During the committee hearings, I proceeded to ask witnesses from the Criminal Law Policy Section in the Department of Justice about race-based data collection, and they had almost the same answer, except they encouraged me to follow up with Health Canada about my concerns.

I went on to ask Ms. Abby Hoffman, Senior Executive Advisor to the Deputy Minister, Health Canada. I told her that I was very disheartened to see there was virtually nothing considered on race and the gender-based analysis plus document that I had received. My question to her was the following:

Given these regulatory powers belong to the health ministry, to your knowledge, is this disaggregated race-based data collected by the federal government?

Ms. Hoffman said:

. . . as far as the federal monitoring regime is concerned, we are not collecting race-based data or other information with respect to ethnicity.

She added:

We will be looking very clearly at how we can include information about ethnicity, not only in the monitoring regime itself but in our more general consideration of our societal and sociodemographic issues that influence both access to health care and access to MAID and consideration of eligibility for MAID.

I proceeded to ask Ms. Hoffman: “Is there any collection at all of data?” Ms. Hoffman replied:

If you’re talking about race-based data related to MAID specifically or even access to health services more generally at the federal level of a comprehensive nature, I would say the answer to that is no.

The answer is no, honourable senators. We do not collect data about a quarter of our population; that is millions of Canadians. Ms. Hoffman, however, said that through linked data sets at Statistics Canada, this information could be collected. But she added:

It’s possible, but there are issues of timing. We pride ourselves on the fact that we’re producing this MAID data and monitoring report as soon as we can after the period in question. If we waited to pursue linked data with Statistics Canada, another year or more would elapse before we could actually shed light on the issues you’re talking about.

Honourable senators, we learned from our witnesses. Dr. Timothy Holland, who is a MAID physician provider and assessor, said:

A MAID assessment is no trifle affair. In order to perform a MAID assessment, we must have full knowledge of the patient’s comprehensive medical status. We must perform a robust capacity assessment. We must ensure the patient fully understands all options available to them, so that we can be sure the patient is making a truly informed decision. And we must also understand who that patient is as a human being and understand the values that have guided their life.

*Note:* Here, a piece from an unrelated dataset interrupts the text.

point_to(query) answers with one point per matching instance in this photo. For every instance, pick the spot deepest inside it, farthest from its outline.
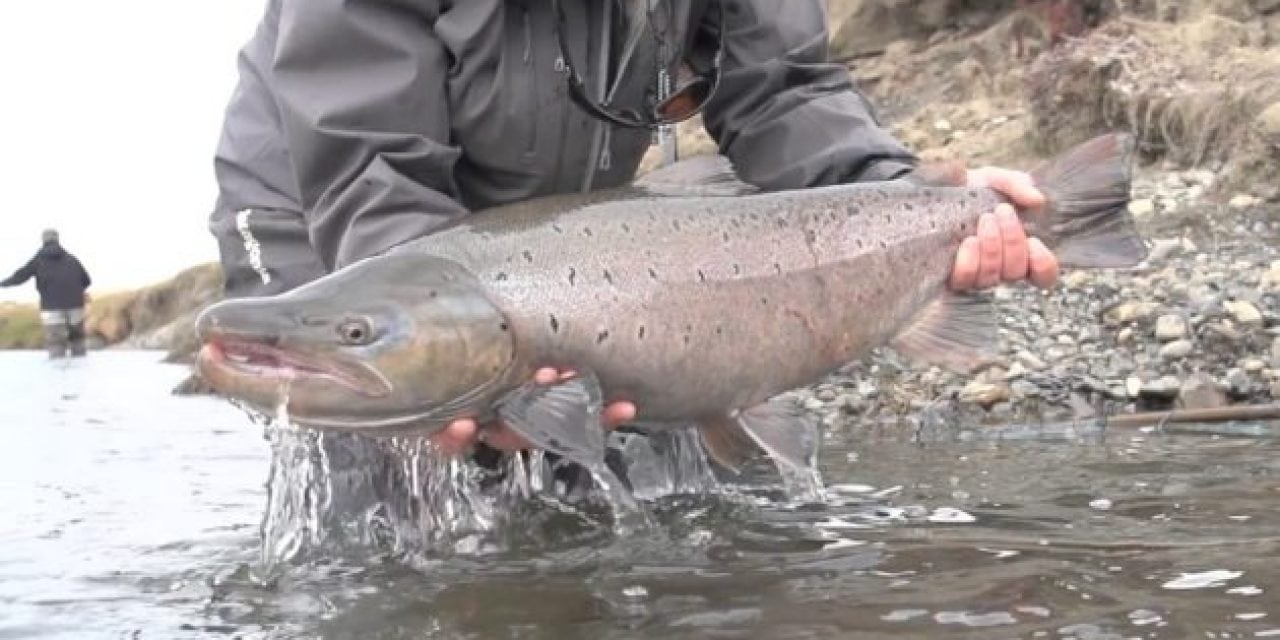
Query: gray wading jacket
(359, 124)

Only then can we truly assess if they meet the criteria for MAID and feel confident that this is truly the patient’s own decision, free of coercion.

Honourable senators, without data collection and analysis, we only have the anecdotal evidence we receive from the many racialized witnesses with lived experiences. I believe the time is right in our country to collect data affecting all Canadians. We need to do much better.

Honourable senators, we are studying this bill, and I wanted to bring to your attention the issue of non-data collection for almost a quarter of our population. Senators, I raise this issue with you. I could have raised many other issues. All I have done since December and January has been to live, eat, breathe and sleep Bill C-7. I raised this issue because I did not think anybody else would. We, in Canada, want harmony, and to achieve harmony in our country we have to be able to understand each other.

When I was little my mother — and some of you have heard me say this many times — used to ask me to play the piano. To annoy her, sometimes I played only the black keys, and sometimes I played only the white keys. Try it, senators. There is no harmony if you play only black keys or play only white keys.

To have real harmony in Canada, to really serve all Canadians — and we, as legislators, must look at the needs of all Canadians, not only a portion of them — we have to make sure we have data for all Canadians. We cannot today say that we didn’t have time to collect data for a quarter of the population. Honourable senators, I know you will all agree with me that that is not acceptable. Thank you very much.